Si vous entretenez encore l’illusion que ce comportement ne reflète pas ceux que les hommes utilisent contre les femmes et contre les transfemmes, vous n’avez pas à chercher plus loin que du côté des « alliés masculins » non transsexuels du mouvement transgenre, qui reprennent joyeusement les termes utilisés par des militants transgenres pour faire taire les femmes. Le hasard faisant bien les choses, ces hommes amassent ainsi des points comme « super-justiciers » alors même qu’ils réitèrent l’oppression masculine des femmes. Ces « alliés masculins » démontrent ainsi que le transactivisme est vraiment un mouvement qui existe pour ramener les femmes au silence, à la soumission et à l’obéissance, et pour permettre aux hommes de vivre libres de la contrainte de penser aux femmes en tant qu’êtres humains et égaux, des êtres ayant leurs propres expériences, vies, droits et opinions. Je constate de plus en plus que des gens qui prétendent être comme moi et partager mon vécu sont des personnes qui répètent les paroles, les comportements et les actes de ceux qui m’ont harcelé, insulté, agressé et violenté. Les personnes qui disent « défendre mes droits » dans cette guerre contre les femmes utilisent les mêmes techniques et actions que celles qui ont servi à me pousser au suicide, et je trouve cela angoissant. Nous avons des « transfemmes » qui exigent que je les considère comme des égales, faute de quoi je suis un « Truscum », qui exigent de parler en mon nom et qui exigent que je me plie à leurs diktats « sinon… » Nous avons des « transfemmes » aux comportements prédateurs qui refusent de reconnaître que mes expériences existent et sont valides, pour ensuite prétendre qu’elles sont « exactement comme moi » et que nous avons une « sororité » indestructible.
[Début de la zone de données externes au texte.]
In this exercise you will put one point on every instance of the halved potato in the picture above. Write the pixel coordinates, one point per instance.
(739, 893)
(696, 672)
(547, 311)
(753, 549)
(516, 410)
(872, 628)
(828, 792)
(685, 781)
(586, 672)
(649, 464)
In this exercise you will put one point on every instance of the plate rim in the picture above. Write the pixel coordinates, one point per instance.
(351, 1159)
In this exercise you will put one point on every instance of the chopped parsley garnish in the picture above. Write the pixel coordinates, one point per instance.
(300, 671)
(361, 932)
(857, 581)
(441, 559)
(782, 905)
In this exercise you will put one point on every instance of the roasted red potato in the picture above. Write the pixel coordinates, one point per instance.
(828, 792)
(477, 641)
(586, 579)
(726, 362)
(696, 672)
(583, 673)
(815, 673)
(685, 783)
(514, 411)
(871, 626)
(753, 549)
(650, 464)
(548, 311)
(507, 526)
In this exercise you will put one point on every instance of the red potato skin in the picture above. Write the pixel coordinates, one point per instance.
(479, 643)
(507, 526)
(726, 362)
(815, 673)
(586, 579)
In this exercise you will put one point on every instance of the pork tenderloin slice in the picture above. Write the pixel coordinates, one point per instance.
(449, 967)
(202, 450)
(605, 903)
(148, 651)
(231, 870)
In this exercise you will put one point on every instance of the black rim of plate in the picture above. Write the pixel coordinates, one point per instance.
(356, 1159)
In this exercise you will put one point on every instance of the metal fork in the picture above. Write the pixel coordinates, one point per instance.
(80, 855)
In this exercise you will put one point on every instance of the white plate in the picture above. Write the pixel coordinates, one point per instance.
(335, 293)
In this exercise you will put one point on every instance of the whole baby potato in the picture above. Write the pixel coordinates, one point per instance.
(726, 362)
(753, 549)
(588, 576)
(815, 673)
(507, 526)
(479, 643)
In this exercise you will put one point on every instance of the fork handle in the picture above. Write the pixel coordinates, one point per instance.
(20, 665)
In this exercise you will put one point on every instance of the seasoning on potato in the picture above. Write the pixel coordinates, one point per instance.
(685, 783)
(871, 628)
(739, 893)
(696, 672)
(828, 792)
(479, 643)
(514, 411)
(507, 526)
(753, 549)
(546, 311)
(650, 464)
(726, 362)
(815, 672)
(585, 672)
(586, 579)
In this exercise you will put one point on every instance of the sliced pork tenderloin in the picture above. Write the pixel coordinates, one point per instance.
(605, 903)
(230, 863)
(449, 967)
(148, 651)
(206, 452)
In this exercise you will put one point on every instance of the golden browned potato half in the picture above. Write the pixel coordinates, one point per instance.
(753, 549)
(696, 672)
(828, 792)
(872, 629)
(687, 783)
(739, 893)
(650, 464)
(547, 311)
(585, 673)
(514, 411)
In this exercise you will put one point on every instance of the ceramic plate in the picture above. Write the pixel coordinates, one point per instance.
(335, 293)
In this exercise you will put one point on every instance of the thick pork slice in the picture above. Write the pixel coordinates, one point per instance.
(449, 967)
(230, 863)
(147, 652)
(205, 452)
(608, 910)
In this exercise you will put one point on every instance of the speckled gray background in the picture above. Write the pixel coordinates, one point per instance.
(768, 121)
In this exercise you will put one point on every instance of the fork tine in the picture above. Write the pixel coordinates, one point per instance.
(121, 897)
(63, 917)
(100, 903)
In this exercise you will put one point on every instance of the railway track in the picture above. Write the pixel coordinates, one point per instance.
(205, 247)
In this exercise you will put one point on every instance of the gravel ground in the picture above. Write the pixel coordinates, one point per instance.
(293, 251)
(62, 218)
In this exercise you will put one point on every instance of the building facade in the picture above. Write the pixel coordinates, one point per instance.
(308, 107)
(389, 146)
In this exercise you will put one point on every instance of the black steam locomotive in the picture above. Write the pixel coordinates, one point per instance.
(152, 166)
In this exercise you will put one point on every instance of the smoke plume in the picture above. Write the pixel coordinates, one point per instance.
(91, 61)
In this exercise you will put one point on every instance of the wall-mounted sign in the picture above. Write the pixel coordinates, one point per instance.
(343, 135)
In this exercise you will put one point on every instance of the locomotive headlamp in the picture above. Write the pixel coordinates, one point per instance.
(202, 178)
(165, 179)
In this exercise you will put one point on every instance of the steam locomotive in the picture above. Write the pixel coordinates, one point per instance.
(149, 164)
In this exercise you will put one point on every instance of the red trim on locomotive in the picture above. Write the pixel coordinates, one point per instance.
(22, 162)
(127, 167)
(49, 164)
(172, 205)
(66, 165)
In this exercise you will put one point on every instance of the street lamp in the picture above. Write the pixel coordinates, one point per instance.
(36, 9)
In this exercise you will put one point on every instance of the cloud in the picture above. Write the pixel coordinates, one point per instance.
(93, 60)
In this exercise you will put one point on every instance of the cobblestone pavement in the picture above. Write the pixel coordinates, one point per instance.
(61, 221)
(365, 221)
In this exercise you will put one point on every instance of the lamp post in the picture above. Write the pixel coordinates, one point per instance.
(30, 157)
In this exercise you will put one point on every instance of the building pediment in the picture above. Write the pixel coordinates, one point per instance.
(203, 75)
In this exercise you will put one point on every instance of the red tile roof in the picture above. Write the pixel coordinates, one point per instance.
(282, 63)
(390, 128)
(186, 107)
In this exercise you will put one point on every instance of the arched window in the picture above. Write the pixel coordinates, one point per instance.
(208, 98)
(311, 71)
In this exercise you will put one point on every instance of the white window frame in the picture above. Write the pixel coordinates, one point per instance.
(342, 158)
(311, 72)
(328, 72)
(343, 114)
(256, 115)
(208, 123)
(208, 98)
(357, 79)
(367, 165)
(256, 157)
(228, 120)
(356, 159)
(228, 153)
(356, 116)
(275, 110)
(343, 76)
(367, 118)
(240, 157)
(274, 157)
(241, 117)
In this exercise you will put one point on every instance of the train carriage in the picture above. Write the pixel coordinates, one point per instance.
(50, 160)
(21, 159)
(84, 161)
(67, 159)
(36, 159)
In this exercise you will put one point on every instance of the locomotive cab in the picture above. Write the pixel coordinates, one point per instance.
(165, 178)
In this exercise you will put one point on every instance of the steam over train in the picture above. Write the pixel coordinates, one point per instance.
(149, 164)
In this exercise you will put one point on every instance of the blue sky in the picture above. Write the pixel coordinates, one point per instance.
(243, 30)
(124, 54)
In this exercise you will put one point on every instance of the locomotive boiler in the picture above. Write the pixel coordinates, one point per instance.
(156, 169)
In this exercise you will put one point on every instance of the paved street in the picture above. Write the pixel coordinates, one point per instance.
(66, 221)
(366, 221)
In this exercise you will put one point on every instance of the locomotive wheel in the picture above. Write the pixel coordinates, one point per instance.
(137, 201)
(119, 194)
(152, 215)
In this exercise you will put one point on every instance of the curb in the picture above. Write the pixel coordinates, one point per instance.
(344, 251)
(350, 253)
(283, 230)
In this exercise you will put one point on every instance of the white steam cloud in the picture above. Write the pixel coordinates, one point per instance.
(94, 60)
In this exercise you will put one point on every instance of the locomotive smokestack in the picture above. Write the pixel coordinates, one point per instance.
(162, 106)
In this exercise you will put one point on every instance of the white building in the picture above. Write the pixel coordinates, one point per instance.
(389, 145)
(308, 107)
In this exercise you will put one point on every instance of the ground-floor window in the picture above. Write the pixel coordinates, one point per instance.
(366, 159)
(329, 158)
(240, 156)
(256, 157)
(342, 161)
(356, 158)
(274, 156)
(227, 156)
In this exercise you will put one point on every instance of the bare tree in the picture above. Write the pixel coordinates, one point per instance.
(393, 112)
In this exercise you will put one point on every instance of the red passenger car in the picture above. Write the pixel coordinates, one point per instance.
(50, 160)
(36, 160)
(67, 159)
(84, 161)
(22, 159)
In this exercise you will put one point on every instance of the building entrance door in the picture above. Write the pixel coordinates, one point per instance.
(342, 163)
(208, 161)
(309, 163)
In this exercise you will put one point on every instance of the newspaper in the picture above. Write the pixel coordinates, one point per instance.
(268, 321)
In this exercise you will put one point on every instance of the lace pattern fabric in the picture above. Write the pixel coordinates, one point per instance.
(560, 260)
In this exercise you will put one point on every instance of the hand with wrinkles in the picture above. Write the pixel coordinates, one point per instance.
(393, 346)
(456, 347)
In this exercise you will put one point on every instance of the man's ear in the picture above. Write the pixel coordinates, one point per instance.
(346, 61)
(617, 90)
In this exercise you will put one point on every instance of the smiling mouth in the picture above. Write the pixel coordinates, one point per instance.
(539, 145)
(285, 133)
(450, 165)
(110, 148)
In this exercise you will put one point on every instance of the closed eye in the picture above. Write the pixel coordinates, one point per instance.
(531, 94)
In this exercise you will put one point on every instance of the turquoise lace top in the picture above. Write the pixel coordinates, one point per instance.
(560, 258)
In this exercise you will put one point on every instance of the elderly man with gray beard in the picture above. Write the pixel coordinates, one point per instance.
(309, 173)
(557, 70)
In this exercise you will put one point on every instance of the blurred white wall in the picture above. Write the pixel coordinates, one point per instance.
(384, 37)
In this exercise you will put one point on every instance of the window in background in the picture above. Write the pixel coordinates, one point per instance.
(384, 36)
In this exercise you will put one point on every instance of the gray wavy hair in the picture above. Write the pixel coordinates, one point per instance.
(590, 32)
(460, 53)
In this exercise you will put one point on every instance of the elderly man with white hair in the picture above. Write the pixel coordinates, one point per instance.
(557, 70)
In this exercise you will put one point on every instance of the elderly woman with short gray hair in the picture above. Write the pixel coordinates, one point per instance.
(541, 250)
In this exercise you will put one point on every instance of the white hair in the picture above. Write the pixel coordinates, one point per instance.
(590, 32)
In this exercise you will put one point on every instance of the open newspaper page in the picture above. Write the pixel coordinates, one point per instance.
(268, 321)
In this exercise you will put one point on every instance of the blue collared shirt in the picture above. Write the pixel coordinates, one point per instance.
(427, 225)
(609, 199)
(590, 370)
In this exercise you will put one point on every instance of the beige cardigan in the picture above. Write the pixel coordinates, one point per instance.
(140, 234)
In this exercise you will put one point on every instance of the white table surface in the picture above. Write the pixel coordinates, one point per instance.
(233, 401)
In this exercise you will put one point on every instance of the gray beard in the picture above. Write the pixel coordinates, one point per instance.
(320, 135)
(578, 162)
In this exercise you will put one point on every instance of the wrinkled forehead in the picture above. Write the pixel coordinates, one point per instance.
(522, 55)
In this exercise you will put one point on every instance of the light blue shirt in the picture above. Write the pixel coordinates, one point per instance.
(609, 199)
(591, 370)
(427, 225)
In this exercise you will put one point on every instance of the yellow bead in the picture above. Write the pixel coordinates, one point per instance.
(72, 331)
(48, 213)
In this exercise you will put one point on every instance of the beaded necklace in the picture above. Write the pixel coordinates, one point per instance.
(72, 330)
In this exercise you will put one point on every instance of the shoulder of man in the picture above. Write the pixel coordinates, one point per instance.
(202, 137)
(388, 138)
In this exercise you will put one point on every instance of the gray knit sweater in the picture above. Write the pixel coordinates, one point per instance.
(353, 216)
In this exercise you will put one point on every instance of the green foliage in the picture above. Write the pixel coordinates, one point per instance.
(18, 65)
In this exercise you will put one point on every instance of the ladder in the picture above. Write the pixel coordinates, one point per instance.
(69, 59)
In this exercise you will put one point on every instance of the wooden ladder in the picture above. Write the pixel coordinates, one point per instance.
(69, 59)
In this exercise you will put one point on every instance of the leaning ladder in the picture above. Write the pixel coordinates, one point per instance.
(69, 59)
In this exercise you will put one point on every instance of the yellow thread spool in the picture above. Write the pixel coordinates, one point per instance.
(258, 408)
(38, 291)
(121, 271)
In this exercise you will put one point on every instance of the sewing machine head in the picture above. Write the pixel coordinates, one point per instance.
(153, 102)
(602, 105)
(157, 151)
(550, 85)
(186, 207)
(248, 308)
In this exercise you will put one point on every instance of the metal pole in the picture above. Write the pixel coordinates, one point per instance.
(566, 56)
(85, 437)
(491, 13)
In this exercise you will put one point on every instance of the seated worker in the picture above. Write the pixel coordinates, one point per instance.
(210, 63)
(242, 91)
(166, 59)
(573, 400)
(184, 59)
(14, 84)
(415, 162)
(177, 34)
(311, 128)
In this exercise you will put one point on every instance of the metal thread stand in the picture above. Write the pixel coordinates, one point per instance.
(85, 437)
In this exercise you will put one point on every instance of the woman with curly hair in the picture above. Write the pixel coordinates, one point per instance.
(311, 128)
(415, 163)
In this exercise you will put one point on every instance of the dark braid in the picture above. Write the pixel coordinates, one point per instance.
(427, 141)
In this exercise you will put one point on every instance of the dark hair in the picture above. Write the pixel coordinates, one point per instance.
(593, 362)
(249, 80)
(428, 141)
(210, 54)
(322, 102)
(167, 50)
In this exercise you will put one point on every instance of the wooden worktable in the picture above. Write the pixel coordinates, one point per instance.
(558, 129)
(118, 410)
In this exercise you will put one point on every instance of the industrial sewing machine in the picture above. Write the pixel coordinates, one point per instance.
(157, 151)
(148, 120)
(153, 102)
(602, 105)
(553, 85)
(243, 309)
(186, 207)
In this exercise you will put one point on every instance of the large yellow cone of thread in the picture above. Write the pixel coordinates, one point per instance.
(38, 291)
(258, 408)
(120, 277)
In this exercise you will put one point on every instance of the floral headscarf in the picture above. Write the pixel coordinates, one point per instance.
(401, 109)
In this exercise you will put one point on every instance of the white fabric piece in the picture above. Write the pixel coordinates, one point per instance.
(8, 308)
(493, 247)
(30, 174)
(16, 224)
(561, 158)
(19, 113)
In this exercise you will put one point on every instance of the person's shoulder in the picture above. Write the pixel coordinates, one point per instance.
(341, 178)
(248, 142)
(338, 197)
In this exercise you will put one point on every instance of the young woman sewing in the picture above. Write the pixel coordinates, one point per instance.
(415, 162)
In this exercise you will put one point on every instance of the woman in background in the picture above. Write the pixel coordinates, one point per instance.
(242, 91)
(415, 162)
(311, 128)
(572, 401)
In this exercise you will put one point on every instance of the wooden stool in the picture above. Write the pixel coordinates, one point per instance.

Chaque action, chaque mouvement de ces gens s’éloigne en peu plus de l’aide dont moi et les gens comme moi (les transsexuels) avons besoin et se rapproche un peu plus d’un effacement de mes expériences vécues en tant que transsexuel qui était un garçon non conforme aux stéréotypes de genre avant sa transition. Il devient impossible pour moi de parler de mon passé ou d’analyser ma vie, car dès que je suggère que je ne suis pas et que je n’ai jamais été une femme, on m’insulte, on me dénonce et on m’enjoint de dénoncer « les TERFs » et d’abdiquer mes opinions.

Je souhaite suggérer que ce qu’on appelle les « guerres du genre » est moins une guerre qu’une offensive à sens unique. Une offensive qui reflète la dynamique de pouvoir déjà mise en place dans la société où des hommes de pouvoir décident de qui attaquer et des femmes sont dominées et forcées de modifier la façon dont elles vivent leur vie (par exemple en se qualifiant de « cis-femmes » et en renonçant même au mot « femme ») pour s’assurer de ménager de fragiles ego masculins et pour s’éviter la menace et l’exercice de violences. Ces attaques menées contre des femmes au nom du « transactivisme » sont inutiles, dégoûtantes et ne font que créer un écran de fumée pour dissimuler le fait que le vrai problème et la vraie menace proviennent des hommes, du système de genre et du patriarcat.

La vérité, en fin de compte, est que je fais de mon mieux pour me débarrasser de ma socialisation masculine, mais que je dois accepter mes limites. Je suis et je serai toujours une transfemme, donc par définition un homme, et mes 18 ans de socialisation en tant qu’homme vont toujours imprégner mes expériences et ma vie. En dépit de mes tentatives de lutte et de dissidence, j’ai été socialisé dans la classe de l’oppresseur: celui qui commet la violence et celui qui pratique l’assujettissement de la femme. Ce n’est pas une chose à laquelle je peux échapper et ce n’est pas une chose que je peux changer.